Cicerale, il padre di Cafasso: “Altro che overdose, l’hanno ammazzato”
| di RedazioneSALERNO — «Prego, entrate», dice aprendo la porta alle nove di sera il signor Pasquale Cafasso, 72 anni, mentre una cappa di nebbia avvolge questo minuscolo paesino del Cilento vicino ad Agropoli. Il paesino dei ceci, per questo si chiama Cicerale. Ma c’è la nebbia adesso, una nebbia fittissima, anche intorno alla morte di suo figlio Gianguerino, secondo lui: «L’hanno chiamato pusher e pappone, anzi il pappone dei trans di Roma nord, l’hanno dipinto come il grande ricattatore di Marrazzo, invece il mio Gianguerino è morto come un cane a 36 anni il 12 settembre in una squallida camera d’albergo, ma pochi giorni prima m’aveva detto di avere paura… Altro che overdose, l’hanno ammazzato. Eppure nessuno in tutti questi mesi è venuto mai a parlare con noi». Il signor Cafasso si commuove, accanto a lui c’è la moglie Laura, sono sposati da 38 anni, hanno altri tre figli e tre nipotini. «Ecco — aggiunge la mamma di Gianguerino —, avete tanto parlato del video di Marrazzo con i trans. Beh, la volete sapere una cosa? Gianguerino, il mio primogenito, non aveva un videotelefonino, perché io gli dicevo sempre: ti posso mandare a Roma le foto dei nipotini? Ma lui diceva di no, perché il videofonino non ce l’aveva…».

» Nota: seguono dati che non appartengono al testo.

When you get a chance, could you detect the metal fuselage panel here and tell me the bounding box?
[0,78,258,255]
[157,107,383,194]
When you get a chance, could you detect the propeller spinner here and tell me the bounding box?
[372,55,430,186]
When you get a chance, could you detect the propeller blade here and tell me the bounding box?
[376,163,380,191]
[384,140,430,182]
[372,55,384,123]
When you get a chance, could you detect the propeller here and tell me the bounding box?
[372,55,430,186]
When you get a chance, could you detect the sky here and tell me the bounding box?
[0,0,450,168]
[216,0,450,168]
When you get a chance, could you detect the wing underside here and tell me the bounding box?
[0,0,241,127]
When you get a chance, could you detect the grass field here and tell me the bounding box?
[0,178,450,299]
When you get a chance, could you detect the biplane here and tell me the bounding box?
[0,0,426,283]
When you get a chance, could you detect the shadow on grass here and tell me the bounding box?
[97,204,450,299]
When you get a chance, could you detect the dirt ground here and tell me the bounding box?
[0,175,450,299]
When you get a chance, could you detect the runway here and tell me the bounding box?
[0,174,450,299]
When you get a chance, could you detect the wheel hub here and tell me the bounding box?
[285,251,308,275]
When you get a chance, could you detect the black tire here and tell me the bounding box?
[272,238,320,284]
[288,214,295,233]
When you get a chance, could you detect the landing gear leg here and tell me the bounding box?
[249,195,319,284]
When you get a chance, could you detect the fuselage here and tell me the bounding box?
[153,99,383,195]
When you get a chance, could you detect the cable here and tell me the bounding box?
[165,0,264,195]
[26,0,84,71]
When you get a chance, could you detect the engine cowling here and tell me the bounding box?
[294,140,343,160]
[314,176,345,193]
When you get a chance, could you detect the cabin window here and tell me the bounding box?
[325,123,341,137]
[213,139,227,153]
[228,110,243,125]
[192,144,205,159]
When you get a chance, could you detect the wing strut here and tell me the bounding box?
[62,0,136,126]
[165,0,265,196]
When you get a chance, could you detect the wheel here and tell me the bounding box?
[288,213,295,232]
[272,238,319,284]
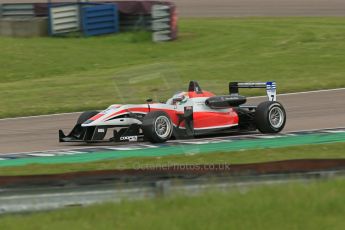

«Hanno pure detto che era un confidente dei carabinieri arrestati», s’indigna papà Pasquale. «Macché confidente. Poco tempo prima che lo trovassero morto, mi raccontò che voleva lasciare il suo appartamento in affitto a Roma perché lì dentro accadevano strane cose, lui faceva il guardiano in una fabbrica con la sua compagna che faceva le pulizie, noi sapevamo che si chiamava Jennifer ma ignoravamo che fosse un trans. Dunque, mio figlio diceva che quando tornava la sera trovava le cose spostate, una volta le camicie nell’armadio, un’altra gli oggetti personali, anche il mobilio. Diceva: papà, io devo andarmene non mi sento più sicuro…».
«Fino ai 18 anni — dice la signora Laura — Gianguerino non aveva avuto problemi. Era un bravissimo pasticciere. Poi però è partito per il militare, è andato a Roma a fare l’aeronautica. Tutto normale fino a otto mesi fa quando per una delusione d’amore si è trasferito a Roma dove ha incontrato Jennifer, che però poi non è manco venuta ai funerali. È sparita. Quel giorno, il 17 settembre, nella chiesa di San Giorgio c’erano tantissimi fiori e tantissimi amici per salutare il Gigante Buono, come lo chiamavamo. Era un ragazzone di 120 chili che viveva per gli altri, altro che pusher e pappone. Chiedetelo a Giorgio, un ragazzino down che vive in paese. Un giorno gli dovevano portare a casa un pianoforte, ma non riuscivano a farlo salire per le scale. Giorgio chiese aiuto a Gianguerino che in dieci minuti radunò 8 amici e il pianoforte entrò a casa. Questo era mio figlio».